The only issue on that output is with UDP rx and tx. The rx is just a tad bit less then tx packets.

One of these gateways loses its MGCP several times a day. This gateway is local to CCM and on same LAN segment and attached to same switch, in same VLAN as call managers. The other one that doesn't lose it's registration as much is across a T1. There was a small amount of errors on that so I'm watching that.

I am thinking there is something on LAN going on locally. The switch the gateways, and call managers are plugged into is a 3524 XL.

TODD BERGMAN · ‎02-26-2005

I have the same issue. However mine is reproduced on queue. When ever I make a long distance call the Gateway unregisters imediately. If I make a local 7 digit call no problems. Here is alink to my conversation. I have all my traces and configs.
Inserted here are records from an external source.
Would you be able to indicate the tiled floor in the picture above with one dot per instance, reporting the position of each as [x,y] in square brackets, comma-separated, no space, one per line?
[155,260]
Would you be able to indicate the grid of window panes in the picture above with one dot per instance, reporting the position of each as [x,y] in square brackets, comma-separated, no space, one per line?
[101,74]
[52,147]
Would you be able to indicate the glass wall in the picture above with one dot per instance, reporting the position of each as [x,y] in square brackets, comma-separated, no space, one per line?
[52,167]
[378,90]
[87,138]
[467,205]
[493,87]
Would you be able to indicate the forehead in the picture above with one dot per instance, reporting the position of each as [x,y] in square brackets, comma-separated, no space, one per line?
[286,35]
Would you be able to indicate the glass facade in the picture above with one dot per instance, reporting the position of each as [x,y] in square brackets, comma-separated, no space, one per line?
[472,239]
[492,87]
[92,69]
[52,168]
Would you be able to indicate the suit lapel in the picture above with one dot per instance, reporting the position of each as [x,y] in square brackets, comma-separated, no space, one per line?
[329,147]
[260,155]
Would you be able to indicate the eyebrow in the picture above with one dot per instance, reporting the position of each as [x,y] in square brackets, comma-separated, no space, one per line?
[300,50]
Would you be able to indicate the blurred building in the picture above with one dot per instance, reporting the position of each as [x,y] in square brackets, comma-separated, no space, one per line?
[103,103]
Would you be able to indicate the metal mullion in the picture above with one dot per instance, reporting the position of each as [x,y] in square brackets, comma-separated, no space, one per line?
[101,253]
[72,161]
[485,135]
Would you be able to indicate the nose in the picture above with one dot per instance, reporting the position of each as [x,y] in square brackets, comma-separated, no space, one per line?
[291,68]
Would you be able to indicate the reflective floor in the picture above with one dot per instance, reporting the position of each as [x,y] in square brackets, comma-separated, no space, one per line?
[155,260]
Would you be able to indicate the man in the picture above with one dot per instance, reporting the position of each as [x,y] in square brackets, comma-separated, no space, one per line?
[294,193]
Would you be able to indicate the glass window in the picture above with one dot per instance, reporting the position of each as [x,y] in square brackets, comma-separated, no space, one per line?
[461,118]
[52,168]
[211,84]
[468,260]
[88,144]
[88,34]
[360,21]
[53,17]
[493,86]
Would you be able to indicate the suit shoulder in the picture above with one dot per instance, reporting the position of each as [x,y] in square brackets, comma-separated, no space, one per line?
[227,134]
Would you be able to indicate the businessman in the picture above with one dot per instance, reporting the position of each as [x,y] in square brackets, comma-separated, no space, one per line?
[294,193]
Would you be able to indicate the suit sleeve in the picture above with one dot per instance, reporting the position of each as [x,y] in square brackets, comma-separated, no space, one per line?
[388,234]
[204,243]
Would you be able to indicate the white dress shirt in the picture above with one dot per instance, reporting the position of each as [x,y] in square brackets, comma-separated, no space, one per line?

http://forum.cisco.com/eforum/servlet/NetProf?page=netprof&forum=IP%20Communications%20and%20Video&topic=IP%20Telephony&CommCmd=MB%3Fcmd%3Ddisplay_location%26location%3D.1dd781bd

CCM 4.1.2 1760 with FXO to PSTN

If you find anything for me to try please forward it along thanks.

epekou · ‎04-03-2006

I'm having the same problem. Did you solve this issue?

Regards,

Evi

don.mcneil · ‎04-04-2006

I am having EXACTLY the same issue in multiple sites across WAN links and across LAN. Information in the logs regarding Notify message is the same condition as well. I have a couple of GW's that lose their connection more often than others. I have a Cisco TAC case open but Cisco has not been able to resolve or even suggest a course of action. This happens across various GW platforms and IOS versions. In some cases the GW will lose keepalive connection for an hour or two hours then reestablish and be fine for a long period of time 6-8 hours. In the extreme case the GW loses keepalive connectivity and the only way to recover it is a GW reload. ANY information on what is causing this issue and how to resolve would be GREATLY appreciated.

fowlerds · ‎06-07-2006

I am also recieving the same issue, the way I have to resolve it is to reset the gateway.

litrenta · ‎06-07-2006

check your version of raid driver see the field notice at

http://www.cisco.com/en/US/customer/products/hw/voiceapp/ps378/products_field_notice09186a008055528f.shtml

symptom is you will see gateways unregister every 5 hours

fowlerds · ‎06-14-2006

I found the fix for atleast the issue I was having. I had to upgrade the IOS for my 2801 to

c2801-spservicesk9-mz.123-14.T7.bin. That has seemes to fix my issues for over a week now.

fowlerds · ‎06-14-2006

I found the fix for atleast the issue I was having. I had to upgrade the IOS for my 2801 to

c2801-spservicesk9-mz.123-14.T7.bin. That has seemes to fix my issues for over a week now.